What I see is a proposed statute (an act) that violates free trade and commerce that is covered by NCGS 75-1 and NCGS 75-2. I put the text after this paragraph. What I also see is a signal that the build-to-rent model is still deemed (by the NC authors of this faulty legislation) viable in NC, since this bill explicitly states, "purchase a single-family home" as opposed to "build or purchase a single-family home". This blog post from The School of Government at UNC Chapel Hill states that zoning may regulate land use, but not the form of ownership under current laws.
§ 75-1. Combinations in restraint of trade illegal.
Every contract, combination in the form of trust or otherwise, or conspiracy in restraint of trade or commerce in the State of North Carolina is hereby declared to be illegal. Every person or corporation who shall make any such contract expressly or shall knowingly be a party thereto by implication, or who shall engage in any such combination or conspiracy shall be guilty of a Class H felony.
This bill will go nowhere. It should end up in the same pile as the Rental Registration mess that the NC legislature overturned in 2019. The wording at the state level is now (in § 160D-1207. Periodic inspections):
(c) In no event may a local government do any of the following: (i) adopt or enforce any ordinance that would require any owner or manager of rental property to obtain any permit or permission under Article 11 or Article 12 of this Chapter from the local government to lease or rent residential real property or to register rental property with the local government, except for [gross code violations]

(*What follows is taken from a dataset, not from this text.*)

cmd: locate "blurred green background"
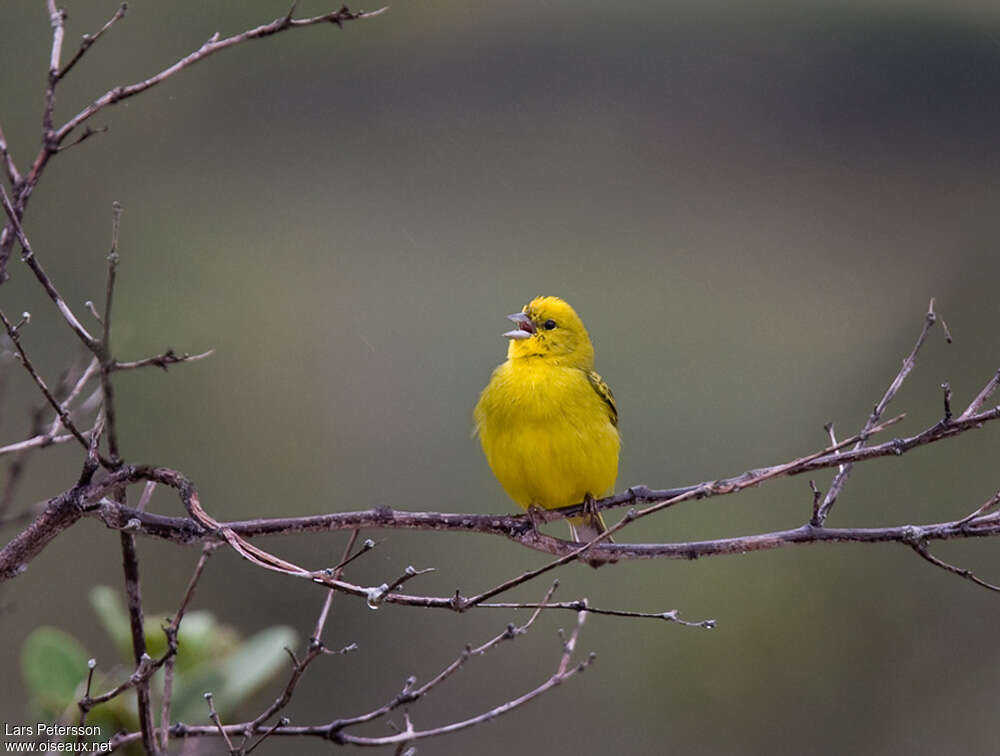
[0,0,1000,754]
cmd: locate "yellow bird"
[474,297,621,542]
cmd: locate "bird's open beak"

Why are they bringing this bill to the floor now? My take: housing affordability is really bad, and people are #1) priced out of home ownership, #2) pissed off, #3) complain to the politicians. High mortgage interest rates, high housing costs, and high new home construction prices have created an environment for politicians to exploit. About the only 'action' local politicians can take is to interfere with commerce by artificially limiting real property ownership. 100 houses. Seems arbitrary. Why not 110?
Let me take a step back: 12 years ago, house prices were so low, appraisers didn't know how to handle it. This is what I wrote on BP on 7/27/2011:
Then you have issues like this, directly from a current appraisal that basically says there is no way to value the property: "The problem with the MC [sic] data presentation is that the subject's submarket is so small, wild fluctuations can appear from period to period... No truly like kind sales were available from within the past 12 months... This market has effectively collapsed over the previous 12 to 18 months... price for fixerupper properties have dropped to lows not seen in a generation"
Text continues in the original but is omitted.